Physical characteristics
- Mouth: Ruzizi River,
- • coordinates: 3°01′06″S 29°13′29″E﻿ / ﻿3.01841°S 29.22475°E

= Kaburantwa River =

River in Burundi

The Kaburantwa River is a river in northwestern Burundi.

==Course==

The Kaburantwa River rises at an elevation of almost 2,500 m in the Nyungwe-Kibira forest, and falls to 842 m at the Ruzizi River.
The slopes average 33%.
The watershed covers 53108 ha.
3002 ha of the river basin is irrigated.

The river flows through Cibitoke Province.
It forms in the Nyungwe Forest, and flows south-southeast, in one section forming the border with Rwanda.
It leaves the border where it is joined by the Buyumpu River (Note: The Buyumpu River flows west along the Burundi-Rwanda border from a point just west of the point where the Mwogere River reaches the border and flows east along the border.) from the east, then flows south and southeast.
Below the Rwanda border the Kaburantwa is joined from the left (southeast) by the Nyarubugu and Nyakibaya, and from the right (northwest) by the Munyinya and the Nyarurama, Rubugenge and Rukasantwa.
It then turns west and flows past Bukinanyana and Buganda to enter the Ruzizi River east of Ndava.

==Hydroelectricity==

The Gitenge–Kagunuzi River and the Kaburantwa River are important tributaries on the east side of the Ruzizi river, with an estimated total hydroelectric potential of about 100 MW.
The Kaburantwa watershed alone has hydroelectric potential of 44 MW.

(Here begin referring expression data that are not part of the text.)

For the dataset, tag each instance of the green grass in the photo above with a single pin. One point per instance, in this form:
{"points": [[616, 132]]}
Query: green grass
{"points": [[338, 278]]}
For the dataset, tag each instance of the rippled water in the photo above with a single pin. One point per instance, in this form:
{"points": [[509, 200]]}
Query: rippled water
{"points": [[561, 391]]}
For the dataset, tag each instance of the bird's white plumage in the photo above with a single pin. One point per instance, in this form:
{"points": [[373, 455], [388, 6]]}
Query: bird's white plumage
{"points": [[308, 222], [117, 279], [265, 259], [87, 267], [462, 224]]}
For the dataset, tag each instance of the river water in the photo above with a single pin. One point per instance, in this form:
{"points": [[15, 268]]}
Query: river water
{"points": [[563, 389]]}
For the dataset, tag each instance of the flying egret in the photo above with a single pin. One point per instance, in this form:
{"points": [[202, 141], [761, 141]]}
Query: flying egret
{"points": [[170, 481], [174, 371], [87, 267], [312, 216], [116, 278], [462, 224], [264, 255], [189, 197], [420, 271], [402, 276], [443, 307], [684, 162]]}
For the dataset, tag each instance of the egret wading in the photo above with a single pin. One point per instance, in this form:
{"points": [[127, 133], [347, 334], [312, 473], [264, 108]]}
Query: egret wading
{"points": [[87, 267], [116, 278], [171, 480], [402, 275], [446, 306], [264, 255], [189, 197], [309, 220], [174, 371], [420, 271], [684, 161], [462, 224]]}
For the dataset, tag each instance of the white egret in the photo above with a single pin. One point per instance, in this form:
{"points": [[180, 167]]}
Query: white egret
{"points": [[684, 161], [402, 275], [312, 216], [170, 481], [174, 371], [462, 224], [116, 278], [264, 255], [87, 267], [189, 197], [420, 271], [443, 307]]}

In 1995 the Kabu 16 project on the Kaburantwa River, 16 km above its confluence with the Ruzizi River, was expected to generate 117.7 GWh of electricity per year.
It would have a 191 m head.
In 2010 the Nile Basin Initiative asked for expressions of interest from consultants to prepare updated studies of the project.
Construction of the 20 MW Kabu 16 Hydroelectric Power Station began in March 2019.
It was to have two 10 ME Francis turbines supplied and installed by Voith Hydro.
In June 2019 Voith Hydro said the work should be finished by the third quarter of 2020.

==Issues==
Gold miners use the Nyamagana, Muhira, Kaburantwa and Kagunuzi rivers in the provinces of Cibitoke, Bubanza and Kayanza to wash their products; builders extract rubble, gravel and sand for construction from the rivers; and farmers weaken their banks by failing to leave a 5 m strip of uncultivated land along the banks.
All this contributes to pollution of the river water and to collapse of the banks, damaging bridges, roads, buildings and other infrastructure near the rivers.